Another gray-panther valediction: At 82, John Boorman caps off his unpredictably schizo career with this sequel to 1987’s all-this-and-WWII boyhood memoir Hope and Glory, continuing the spry Brit’s semi-autobiography into the Fifties.
More than anything else, Boorman has always been a mythmaker (even Deliverance has a primal pagan flavor), and has never been deft at comedy, so this relaxed, casually plotted, and often adorable nostalgia-farce wilts with a deficit of raison d’être.
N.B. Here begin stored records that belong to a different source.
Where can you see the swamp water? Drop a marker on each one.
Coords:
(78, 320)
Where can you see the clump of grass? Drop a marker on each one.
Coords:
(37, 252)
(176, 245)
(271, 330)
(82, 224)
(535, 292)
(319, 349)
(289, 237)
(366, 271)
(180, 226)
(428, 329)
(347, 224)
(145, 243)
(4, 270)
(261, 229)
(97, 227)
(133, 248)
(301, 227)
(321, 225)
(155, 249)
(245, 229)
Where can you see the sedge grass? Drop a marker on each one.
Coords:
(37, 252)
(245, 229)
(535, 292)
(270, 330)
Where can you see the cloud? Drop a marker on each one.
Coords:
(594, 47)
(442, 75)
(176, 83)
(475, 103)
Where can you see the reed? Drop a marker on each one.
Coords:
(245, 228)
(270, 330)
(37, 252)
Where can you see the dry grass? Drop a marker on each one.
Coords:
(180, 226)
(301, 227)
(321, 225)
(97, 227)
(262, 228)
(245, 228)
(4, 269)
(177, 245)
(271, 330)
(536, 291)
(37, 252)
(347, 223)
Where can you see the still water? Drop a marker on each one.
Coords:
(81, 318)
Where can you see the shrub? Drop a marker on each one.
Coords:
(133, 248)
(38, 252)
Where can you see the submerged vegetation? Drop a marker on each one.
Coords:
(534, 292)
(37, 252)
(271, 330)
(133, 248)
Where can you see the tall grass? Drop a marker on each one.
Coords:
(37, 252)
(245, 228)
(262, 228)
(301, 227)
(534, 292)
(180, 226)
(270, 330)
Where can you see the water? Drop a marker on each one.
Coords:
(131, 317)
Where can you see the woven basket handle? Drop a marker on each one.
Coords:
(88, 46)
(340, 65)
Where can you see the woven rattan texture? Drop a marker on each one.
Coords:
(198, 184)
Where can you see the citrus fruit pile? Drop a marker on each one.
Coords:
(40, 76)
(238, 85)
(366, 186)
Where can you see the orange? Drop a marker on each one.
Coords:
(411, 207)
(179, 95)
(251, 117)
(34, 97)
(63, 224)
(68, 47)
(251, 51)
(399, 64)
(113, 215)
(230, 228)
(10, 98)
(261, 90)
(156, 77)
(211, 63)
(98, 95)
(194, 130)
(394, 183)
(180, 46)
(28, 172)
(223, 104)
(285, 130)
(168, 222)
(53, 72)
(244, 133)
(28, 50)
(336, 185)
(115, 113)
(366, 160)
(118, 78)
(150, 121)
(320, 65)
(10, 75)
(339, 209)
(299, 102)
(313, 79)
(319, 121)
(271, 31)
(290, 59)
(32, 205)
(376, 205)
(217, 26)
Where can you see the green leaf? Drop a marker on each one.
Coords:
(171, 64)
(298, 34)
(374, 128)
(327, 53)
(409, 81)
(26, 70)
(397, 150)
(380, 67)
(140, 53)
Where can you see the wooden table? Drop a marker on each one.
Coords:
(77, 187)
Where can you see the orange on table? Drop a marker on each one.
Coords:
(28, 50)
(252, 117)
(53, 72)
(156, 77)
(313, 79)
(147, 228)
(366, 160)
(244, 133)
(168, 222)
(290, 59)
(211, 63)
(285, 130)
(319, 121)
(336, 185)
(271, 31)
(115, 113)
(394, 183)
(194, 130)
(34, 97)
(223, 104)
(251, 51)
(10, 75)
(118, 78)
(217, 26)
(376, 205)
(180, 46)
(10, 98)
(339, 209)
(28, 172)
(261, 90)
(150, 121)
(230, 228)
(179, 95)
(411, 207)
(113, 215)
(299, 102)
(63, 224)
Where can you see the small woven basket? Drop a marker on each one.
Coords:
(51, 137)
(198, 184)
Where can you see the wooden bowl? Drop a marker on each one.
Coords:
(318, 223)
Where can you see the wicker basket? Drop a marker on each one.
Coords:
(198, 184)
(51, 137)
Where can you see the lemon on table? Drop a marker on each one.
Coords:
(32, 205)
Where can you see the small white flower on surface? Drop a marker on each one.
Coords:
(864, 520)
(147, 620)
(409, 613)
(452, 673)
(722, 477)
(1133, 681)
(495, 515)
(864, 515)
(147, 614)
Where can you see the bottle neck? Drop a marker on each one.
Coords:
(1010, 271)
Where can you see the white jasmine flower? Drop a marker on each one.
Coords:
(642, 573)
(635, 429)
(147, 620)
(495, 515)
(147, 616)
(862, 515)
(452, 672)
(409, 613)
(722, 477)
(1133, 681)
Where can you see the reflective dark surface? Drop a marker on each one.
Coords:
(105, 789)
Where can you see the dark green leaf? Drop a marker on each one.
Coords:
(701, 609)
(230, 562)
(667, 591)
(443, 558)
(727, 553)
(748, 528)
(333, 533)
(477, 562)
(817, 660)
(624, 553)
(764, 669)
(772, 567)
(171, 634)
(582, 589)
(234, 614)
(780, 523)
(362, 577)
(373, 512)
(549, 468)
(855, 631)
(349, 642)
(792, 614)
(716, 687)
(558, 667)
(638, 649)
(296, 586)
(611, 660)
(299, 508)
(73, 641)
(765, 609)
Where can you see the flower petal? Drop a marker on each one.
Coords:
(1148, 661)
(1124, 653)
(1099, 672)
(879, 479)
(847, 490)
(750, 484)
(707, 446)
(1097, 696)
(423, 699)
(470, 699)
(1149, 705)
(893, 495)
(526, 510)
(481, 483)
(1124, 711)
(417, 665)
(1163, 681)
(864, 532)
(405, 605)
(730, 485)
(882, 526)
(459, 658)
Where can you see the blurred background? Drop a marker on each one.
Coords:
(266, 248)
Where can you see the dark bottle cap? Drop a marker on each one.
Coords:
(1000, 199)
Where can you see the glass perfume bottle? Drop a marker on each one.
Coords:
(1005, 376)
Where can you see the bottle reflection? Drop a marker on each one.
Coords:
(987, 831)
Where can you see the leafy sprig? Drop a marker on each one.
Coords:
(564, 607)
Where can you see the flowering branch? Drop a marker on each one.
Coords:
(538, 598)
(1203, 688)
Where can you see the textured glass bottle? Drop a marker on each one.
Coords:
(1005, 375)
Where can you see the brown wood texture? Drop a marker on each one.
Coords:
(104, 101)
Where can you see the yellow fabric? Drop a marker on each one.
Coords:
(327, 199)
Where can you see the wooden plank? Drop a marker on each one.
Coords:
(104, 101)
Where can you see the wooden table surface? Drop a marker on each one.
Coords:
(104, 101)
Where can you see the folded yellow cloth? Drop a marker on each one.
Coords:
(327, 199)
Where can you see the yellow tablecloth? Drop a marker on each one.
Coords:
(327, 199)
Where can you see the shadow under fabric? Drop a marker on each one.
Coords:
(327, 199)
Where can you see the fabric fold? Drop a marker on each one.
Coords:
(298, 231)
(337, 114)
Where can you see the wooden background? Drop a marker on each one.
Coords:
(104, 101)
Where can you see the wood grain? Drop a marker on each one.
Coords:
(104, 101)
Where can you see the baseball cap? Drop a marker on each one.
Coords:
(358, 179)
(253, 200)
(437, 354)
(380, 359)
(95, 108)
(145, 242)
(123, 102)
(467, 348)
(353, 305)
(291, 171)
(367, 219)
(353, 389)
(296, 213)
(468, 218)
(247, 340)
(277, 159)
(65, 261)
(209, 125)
There’s no Blitz or Arthurian drama here, just killing time.
Boorman’s alter ego, Billy Rohan (Callum Turner) is now nineteen and drafted into the Army during the Korean War — only to be held at home teaching typing to younger recruits, irritating his neurotically ramrod sergeant (a sympathetic David Thewlis). He pulls pranks with his itchy bunkmate (Caleb Landry Jones) and woos a mysterious and possibly bipolar up-classer (Tamsin Egerton).
Far too mild and minor to grab at the Catch-22 ring, Boorman’s movie oozes fond memories but doesn’t quite know how to make them relevant. The two pale and reptilian leads (Turner is in the lizardy mode of Bevelduck Gumbysquish, while Jones is distractingly froglike) are easily overshadowed by their elders, including Richard E. Grant as an impatient major, and Brían F. O’Byrne as a splenetic superior manically concerned with an antique clock the boys have stolen.
A pleasant old man’s movie, in the end, but not one for which Boorman will be remembered.